B. İstinaf Sebepleri
1. Davacı idare vekili istinaf dilekçesinde özetle; İlk Derece Mahkemesince dava tarihinden itibaren dört ay geçtiğinden kamulaştırma bedeline dava tarihinin dört ay sonrasından karar tarihine kadar yasal faiz işletilmesine rağmen depo edilen kamulaştırma bedelinin işlemiş tüm nemasıyla birlikte tahsiline karar verilmesinin hatalı olduğunu, hükme esas alınan bilirkişi raporunda hesaplama yapılırken münavebe ürünlerinde vatandaşların kendi ihtiyaçları için yetiştirdikleri sebzelerin göz önüne alındığını, hesaplamaya dahil edilen ürünlerin veriminin yüksek alındığını, üretim masraflarının düşük hesaplandığını, kapitalizasyon faiz oranının hatalı olduğunu, dava konusu taşınmazın keşfi sırasında taşınmazda sebze ekili olmamasına rağmen sebze münavebesi uygulanmasının hatalı olduğunu, dava konusu taşınmazın sulu tarım arazisi olmadığını, dava konusu taşınmazın motopompla yapılan sulama masraflarının dikkate alınmadığını ileri sürmüştür.

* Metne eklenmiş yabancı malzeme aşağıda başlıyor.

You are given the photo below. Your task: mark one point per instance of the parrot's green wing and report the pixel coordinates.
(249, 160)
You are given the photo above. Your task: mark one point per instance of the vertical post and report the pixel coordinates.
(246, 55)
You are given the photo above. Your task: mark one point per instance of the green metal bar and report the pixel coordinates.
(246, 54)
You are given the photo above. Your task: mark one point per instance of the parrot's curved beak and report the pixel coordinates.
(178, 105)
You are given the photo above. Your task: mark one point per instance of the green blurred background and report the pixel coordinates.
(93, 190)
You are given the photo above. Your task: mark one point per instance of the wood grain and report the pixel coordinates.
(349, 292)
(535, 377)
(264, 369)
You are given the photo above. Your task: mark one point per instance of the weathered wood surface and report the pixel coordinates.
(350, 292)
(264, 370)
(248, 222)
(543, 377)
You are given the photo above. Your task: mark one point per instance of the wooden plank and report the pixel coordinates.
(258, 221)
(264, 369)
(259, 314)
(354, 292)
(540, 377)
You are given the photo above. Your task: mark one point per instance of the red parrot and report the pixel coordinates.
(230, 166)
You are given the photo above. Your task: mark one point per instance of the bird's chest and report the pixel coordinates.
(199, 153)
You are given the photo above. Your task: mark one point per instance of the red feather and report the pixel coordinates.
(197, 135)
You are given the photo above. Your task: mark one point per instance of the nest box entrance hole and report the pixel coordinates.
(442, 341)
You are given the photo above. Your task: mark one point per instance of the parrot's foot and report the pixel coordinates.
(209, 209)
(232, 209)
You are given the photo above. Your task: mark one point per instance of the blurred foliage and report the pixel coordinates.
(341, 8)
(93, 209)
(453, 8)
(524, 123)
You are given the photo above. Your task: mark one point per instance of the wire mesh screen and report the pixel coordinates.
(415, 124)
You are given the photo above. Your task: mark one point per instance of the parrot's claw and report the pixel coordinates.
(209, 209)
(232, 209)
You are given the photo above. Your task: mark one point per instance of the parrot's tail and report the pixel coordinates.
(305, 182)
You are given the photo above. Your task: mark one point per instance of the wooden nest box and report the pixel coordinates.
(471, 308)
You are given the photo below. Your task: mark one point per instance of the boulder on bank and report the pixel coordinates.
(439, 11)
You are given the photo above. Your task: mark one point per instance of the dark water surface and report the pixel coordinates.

2. Davalı vekili istinaf dilekçesinde özetle; objektif değer artışı uygulanması gerektiğini, münavebeye alınan mısır ürününün bölgede yetiştirilmesinin uygun olmadığını, Kulp ilçesinde mısır tarımı yapılmaması nedeniyle bu şekilde hesaplama yapılmasının usule ve yerleşik içtihatlara aykırılık teşkil ettiğini, iklim ve toprak yapısı yıl içinde birden fazla ürünün alınmasına imkan tanıyacak nitelikteyken yılda bir ürün metodu ile hesaplama yapılmasının hatalı olduğunu, üretim masraflarının brüt gelirin 1/3’ünden fazla olamayacağı kuralının gözetilmediğini ileri sürmüştür.

C. Gerekçe ve Sonuç
Bölge Adliye Mahkemesinin yukarıda tarih ve sayısı belirtilen kararı ile dava konusu taşınmazın sulu tarım arazisi niteliğinde olduğu, Tarım ve Orman Müdürlüğünün verilerinin dosya içerisinde bulunduğu, bilirkişi kurulunca bu verilere göre ve tarım arazisi niteliğindeki taşınmaza net gelirine göre değer biçilmesinin yerinde olduğu, bilirkişi raporu ile dava konusu taşınmazın zemin bedeline usulünce değer biçilmesinde herhangi bir isabetsizlik görülmediği gerekçesiyle taraf vekillerinin istinaf başvurusunun esastan reddi ile faiz yönünden düzeltilerek yeniden esas hakkında hüküm kurulmak suretiyle davanın kabulüne karar verilmiştir.

V. TEMYİZ
A. Temyiz Yoluna Başvuranlar
Bölge Adliye Mahkemesinin yukarıda belirtilen kararına karşı süresi içinde davacı idare vekili temyiz isteminde bulunmuştur.

B. Temyiz Sebepleri
Davacı idare vekili temyiz dilekçesinde özetle; istinaf dilekçesinde ileri sürdüğü sebepleri tekrar etmiştir.

C. Gerekçe
1. Uyuşmazlık ve Hukukî Nitelendirme
Uyuşmazlık, temel olarak davacı idare ile davalı tapu maliki arasındaki kamulaştırma bedelinin tespiti istemine ilişkindir.

2. İlgili Hukuk
1. 6100 sayılı Hukuk Muhakemeleri Kanunu’nun (6100 sayılı Kanun) 369 uncu maddesinin birinci fıkrası ile 370 ve 371 inci maddeleri.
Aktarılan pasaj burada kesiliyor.